Coping with Rising Costs
HOW INFLATION IS AFFECTING BUSINESS
The financial pressures of inflation, compounded by lingering problems posed by the pandemic, are forcing many businesses to deal with rising costs of materials, a tight labor market and the need to find new sources of revenue.
For companies of all sizes in the Chicago area, it’s often hard to separate the effects of an inflation rate of about 8% this year and the disruption caused by the shutdown during the pandemic over the previous two years.
Though they differ in size and reach, area businesses are dealing with many of the same issues: Rising costs of materials and labor, higher interest rates and the changing expectations of workers who lost their jobs or discovered the advantages of working from home.
Bear Construction Company has been dealing with the rising costs of materials over the last two years, Executive Vice President Scott Kurinsky said.
“A lot of it was pandemic related, and now it’s turned more into inflationary pressure,” Kurinsky said.

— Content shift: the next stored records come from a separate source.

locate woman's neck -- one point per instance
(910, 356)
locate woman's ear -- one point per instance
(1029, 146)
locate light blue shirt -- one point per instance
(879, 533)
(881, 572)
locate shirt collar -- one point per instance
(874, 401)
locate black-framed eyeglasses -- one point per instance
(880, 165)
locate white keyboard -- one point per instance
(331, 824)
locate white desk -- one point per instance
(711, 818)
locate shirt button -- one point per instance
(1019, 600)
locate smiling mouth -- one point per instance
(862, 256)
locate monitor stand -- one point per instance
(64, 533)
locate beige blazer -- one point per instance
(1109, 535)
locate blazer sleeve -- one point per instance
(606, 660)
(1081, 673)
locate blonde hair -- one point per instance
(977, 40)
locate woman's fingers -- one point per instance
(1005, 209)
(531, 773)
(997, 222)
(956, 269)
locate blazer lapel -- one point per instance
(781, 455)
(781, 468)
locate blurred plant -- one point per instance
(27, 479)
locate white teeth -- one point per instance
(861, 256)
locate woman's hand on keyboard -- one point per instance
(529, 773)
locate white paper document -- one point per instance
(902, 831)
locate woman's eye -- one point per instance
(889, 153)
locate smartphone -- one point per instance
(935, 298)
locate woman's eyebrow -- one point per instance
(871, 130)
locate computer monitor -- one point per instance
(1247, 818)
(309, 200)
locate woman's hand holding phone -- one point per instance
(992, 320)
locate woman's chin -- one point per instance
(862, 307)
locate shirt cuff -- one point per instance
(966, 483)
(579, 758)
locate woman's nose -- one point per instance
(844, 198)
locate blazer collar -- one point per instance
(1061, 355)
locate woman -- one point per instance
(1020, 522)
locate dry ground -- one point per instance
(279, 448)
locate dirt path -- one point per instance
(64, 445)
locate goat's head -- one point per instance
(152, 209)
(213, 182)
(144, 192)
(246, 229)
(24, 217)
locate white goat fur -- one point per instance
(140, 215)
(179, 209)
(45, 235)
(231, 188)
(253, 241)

“There’s so much else putting pressure on our business right now – primarily people not returning full time to the office. The whole downtown economy in Chicago is built around people being in the office and going out to lunch and spending money and going shopping before work, after work, during their lunch hour. There are fewer people downtown, and that is hurting more than inflation right now. But it’s a two-pronged problem.”
All those factors have caused landlords to alter their construction plans, scaling back projects that would have included high-end suites and downgrading finishes in order to stretch their dollars.
Kurinsky said Bear’s workforce fell by about 20% because of COVID-19, but most of those jobs were restored in late 2021 and earlier this year. Employees in many cases were able to demand higher wages because of the shortage of workers.
“You’ve got the double-edge sword. We’ve got salaries going up, which means our overhead is increasing. At the same time there is a lack of work downtown – there’s not enough work and enough projects for all of the contractors in Chicago. The competition to win projects is very strong. Everyone is bidding low, so you’ve got downward pressure on the pricing of contracts, and then you’ve got upward pressure from salaries and overhead. So we’re losing on both ends.”
Bear has somewhat shifted its focus and explored new industries to serve.
“We’re optimistic primarily because we’ve diversified and gotten more into healthcare and industrial work that is not as dependent on the economic cycles as the downtown corporate offices,” he said.
Other new areas of emphasis for Bear could include the cannabis and aviation industries, said Paola Sprenzel, director of business development.